Brothers, your life is being imprinted on theirs. Do you like what you are seeing? I understand that impression isn’t the end of the story, but it is the beginning.
“And thou shalt teach them diligently unto thy children, and shalt talk of them when thou fittest in thine house, and when thou wallets by the way, and when thou list down, and when thou rises up” (Deuteronomy 6:7).
I hate conflict and love unity. Is it possible you feel the same way? I will do whatever I can, without violating my conscience, to avoid strife and maintain unity.
Whenever there is a spark of conflict, I try to remind myself of the root cause of contention before things escalate. “Only by pride cometh contention: but with the well advised is wisdom” (Proverbs 13:10). It takes two proud people for strife. Since I’m one of the two, I can immediately do something to quench the conflict – repent of my pride. Maybe not so easy, but it does work and is a good thing.
“A man’s pride shall bring him low: but honor shall uphold the humble in spirit” (Proverbs 29:23).
(A requested problem topic)
What might be a test of whether the average Christian believes in a literal hell with eternal suffering?
Likely each of us know people (family?) we deeply care for who don’t appear to have a saving relationship with Christ. If you saw them about to be severely, painfully, and permanently maimed, you would immediately do everything possible to help them.

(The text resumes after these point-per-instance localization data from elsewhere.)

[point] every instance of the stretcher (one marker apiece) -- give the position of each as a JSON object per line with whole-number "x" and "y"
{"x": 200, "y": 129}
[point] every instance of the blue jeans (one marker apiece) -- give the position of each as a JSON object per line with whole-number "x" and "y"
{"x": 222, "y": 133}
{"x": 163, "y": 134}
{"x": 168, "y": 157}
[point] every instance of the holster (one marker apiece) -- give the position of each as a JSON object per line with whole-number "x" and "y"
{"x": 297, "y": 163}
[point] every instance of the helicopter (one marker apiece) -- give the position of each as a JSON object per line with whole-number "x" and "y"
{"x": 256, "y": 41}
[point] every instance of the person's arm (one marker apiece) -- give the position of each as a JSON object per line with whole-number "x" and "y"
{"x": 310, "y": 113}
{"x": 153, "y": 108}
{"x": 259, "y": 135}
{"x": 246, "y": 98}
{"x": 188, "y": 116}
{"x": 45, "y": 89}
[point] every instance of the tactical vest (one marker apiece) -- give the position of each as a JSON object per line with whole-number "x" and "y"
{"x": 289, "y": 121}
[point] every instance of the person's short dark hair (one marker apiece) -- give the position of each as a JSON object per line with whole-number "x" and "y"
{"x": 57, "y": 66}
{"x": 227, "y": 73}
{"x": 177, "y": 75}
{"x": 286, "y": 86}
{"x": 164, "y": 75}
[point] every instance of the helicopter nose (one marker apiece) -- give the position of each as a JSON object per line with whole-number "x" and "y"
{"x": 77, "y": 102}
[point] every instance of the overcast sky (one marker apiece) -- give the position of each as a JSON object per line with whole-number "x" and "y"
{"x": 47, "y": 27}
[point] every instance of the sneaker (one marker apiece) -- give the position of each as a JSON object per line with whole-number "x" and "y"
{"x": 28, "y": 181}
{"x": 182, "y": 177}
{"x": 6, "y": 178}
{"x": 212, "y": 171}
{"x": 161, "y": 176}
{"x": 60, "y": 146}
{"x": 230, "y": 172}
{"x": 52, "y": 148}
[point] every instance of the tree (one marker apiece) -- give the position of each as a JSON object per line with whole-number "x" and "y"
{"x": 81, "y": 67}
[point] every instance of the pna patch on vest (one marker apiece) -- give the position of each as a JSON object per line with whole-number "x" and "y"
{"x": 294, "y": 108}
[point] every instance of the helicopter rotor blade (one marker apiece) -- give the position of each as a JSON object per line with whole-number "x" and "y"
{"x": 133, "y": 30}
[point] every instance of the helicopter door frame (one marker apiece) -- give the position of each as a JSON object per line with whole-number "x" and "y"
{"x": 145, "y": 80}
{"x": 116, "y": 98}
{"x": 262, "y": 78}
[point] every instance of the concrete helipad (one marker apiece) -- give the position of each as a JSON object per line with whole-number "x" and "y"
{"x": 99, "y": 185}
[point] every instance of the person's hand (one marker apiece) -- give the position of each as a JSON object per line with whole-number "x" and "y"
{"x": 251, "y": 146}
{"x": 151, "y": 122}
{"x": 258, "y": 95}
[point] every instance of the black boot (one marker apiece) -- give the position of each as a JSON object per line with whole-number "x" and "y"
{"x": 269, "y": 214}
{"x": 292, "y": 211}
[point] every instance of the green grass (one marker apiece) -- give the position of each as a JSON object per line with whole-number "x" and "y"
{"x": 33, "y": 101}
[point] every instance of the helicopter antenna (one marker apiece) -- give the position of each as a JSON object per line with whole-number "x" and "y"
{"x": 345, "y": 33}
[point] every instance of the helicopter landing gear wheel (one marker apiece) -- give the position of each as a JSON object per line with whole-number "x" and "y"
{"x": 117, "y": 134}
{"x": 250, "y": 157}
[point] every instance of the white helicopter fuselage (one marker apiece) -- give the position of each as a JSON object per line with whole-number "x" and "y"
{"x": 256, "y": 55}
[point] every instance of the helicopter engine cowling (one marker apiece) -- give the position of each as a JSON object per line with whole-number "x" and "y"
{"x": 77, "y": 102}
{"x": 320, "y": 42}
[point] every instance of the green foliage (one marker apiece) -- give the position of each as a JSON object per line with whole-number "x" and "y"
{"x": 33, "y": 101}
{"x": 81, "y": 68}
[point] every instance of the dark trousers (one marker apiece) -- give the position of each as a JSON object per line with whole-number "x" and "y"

Might our level of belief in a literal hell be measured by how much time we spend in prayer for them and our level of effort to reach them for Christ? It might come down to either we don’t love them or don’t believe in hell.
“For a fire is kindled in mine anger, and shall burn unto the lowest hell, and shall consume the earth with her increase, and set on fire the foundations of the mountains” (Deuteronomy 32:22).
“The wicked shall be turned into hell, and all the nations that forget God” (Psalm 9:17).
A healthy food item’s packaging proclaimed that it didn’t have 125 artificial ingredients and preservatives. Might that be similar to a person touting on his job resume that he never embezzled.
What we do with our time is far more critical than what we aren’t doing with it. How much are you seeking and learning of Christ?
“And this I pray, that your love may abound yet more and more in knowledge and in all judgment; That ye may approve things that are excellent; that ye may be sincere and without offence till the day of Christ; Being filled with the fruits of righteousness, which are by Jesus Christ, unto the glory and praise of God” (Philippians 1:9-11).